Open wengsy150943 opened 9 months ago
This bug still occurs in v7.5.0. And we find it will cause an unexpected connection close.
If we try to catch the expection in the case above and them rollback this transaction. The last rollback will fail because connection is closed.
We add a try-catch block in executeParamQueryAsync
in the raw case.

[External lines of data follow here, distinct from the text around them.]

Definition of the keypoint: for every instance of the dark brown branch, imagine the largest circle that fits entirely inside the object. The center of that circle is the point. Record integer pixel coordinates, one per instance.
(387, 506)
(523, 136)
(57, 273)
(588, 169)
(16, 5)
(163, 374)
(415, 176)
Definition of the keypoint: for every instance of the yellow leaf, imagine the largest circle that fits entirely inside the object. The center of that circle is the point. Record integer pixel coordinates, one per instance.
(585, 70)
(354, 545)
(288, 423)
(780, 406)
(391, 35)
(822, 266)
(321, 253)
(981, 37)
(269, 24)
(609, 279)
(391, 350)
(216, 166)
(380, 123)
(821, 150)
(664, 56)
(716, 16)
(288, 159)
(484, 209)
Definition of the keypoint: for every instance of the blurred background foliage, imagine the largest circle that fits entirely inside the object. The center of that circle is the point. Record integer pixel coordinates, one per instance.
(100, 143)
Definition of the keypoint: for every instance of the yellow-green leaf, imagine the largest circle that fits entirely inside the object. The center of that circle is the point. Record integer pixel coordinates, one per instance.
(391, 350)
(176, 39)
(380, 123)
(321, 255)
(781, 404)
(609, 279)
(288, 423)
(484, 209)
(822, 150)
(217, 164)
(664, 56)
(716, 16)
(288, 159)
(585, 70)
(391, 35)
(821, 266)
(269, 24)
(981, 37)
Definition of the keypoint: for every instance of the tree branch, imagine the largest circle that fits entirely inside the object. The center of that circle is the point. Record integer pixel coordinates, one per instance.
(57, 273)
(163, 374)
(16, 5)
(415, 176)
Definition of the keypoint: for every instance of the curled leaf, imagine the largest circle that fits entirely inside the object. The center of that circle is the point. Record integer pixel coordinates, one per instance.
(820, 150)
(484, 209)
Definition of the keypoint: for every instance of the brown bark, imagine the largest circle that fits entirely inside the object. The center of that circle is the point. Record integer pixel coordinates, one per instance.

Here is the new case.
package org.example;
import java.sql.Connection;
import java.sql.DriverManager;
import java.sql.PreparedStatement;
import java.sql.SQLException;
import java.sql.Statement;
import java.util.concurrent.CompletableFuture;
import java.util.concurrent.ExecutionException;
import java.util.concurrent.ExecutorService;
import java.util.concurrent.Executors;
public class Main {
private static final String TIDB_HOST = "49.52.27.20";
private static final ExecutorService executor = Executors.newSingleThreadExecutor();
private static final int TIDB_PORT = 4000;
private static final long TIMEOUT = 1010;
public static void main(String[] args) throws ClassNotFoundException, SQLException, InterruptedException {
Connection connection1 = null;
Connection connection2 = null;
Class.forName("com.mysql.cj.jdbc.Driver");
try {
// JDBC connection parameters
String jdbcUrl = "jdbc:mysql://" + TIDB_HOST + ":" + TIDB_PORT + "/test";
String username = "root";
String password = "";
// Establish the connections
connection1 = DriverManager.getConnection(jdbcUrl, username, password);
connection1.setAutoCommit(false);
connection2 = DriverManager.getConnection(jdbcUrl, username, password);
connection2.setAutoCommit(false);
// Init database
executeQuery(connection1, "drop table if exists t1");
executeQuery(connection1, "create table t1 (a int, b int,primary key(a))");
executeQuery(connection1, "insert into t1 values (3, 2),(2, 3)");
executeQuery(connection1, "begin");
executeQuery(connection2, "begin");
// Parameterized delete operations
System.out.println("c1 delete: " + executeQuery(connection1, "delete from t1 where a = 3"));
System.out.println("c2 delete: " + executeQuery(connection2, "delete from t1 where a = 2"));
// conn1 delete the record async
CompletableFuture<String> res = null;
System.out.println("c1 delete: " + (res=executeParamQueryAsync(connection1, "delete from t1 where a = 2")));
// keep conn2 commit at the same time when conn1's delete is timeout
Thread.sleep(TIMEOUT);
System.out.println("c2 commit: " + executeQuery(connection2, "commit"));
res.get();
} catch (SQLException | InterruptedException | ExecutionException e) {
e.printStackTrace();
} finally {
Thread.sleep(2000);
// Close resources in the reverse order of their creation
connection1.close();
connection2.close();
executor.shutdown();
}
}
private static String executeQuery(Connection connection, String query) throws SQLException {
Statement statement = connection.createStatement();
statement.execute(query);
return "Success" ;
}
private static CompletableFuture<String> executeParamQueryAsync(Connection connection, String query) {
return CompletableFuture.supplyAsync(() -> {
try (PreparedStatement preparedStatement = connection.prepareStatement(query)) {
preparedStatement.setQueryTimeout(1);
return preparedStatement.executeUpdate() == 0 ? "Failure" : "Success";
} catch (SQLException e) {
e.printStackTrace();
try {
connection.commit();
} catch (Exception e1) { // HERE we catch the unexpected exception thrown by tidb, and rollback this transaction
e1.printStackTrace();
try {
connection.rollback();
System.out.println("successfully rollback");
} catch (SQLException ex) {
throw new RuntimeException(ex);
}
}
System.out.println("c1 delete end");
return "Failure";
}
}, executor);
}
}
The last rollback fails and throws a exception because connection is closed.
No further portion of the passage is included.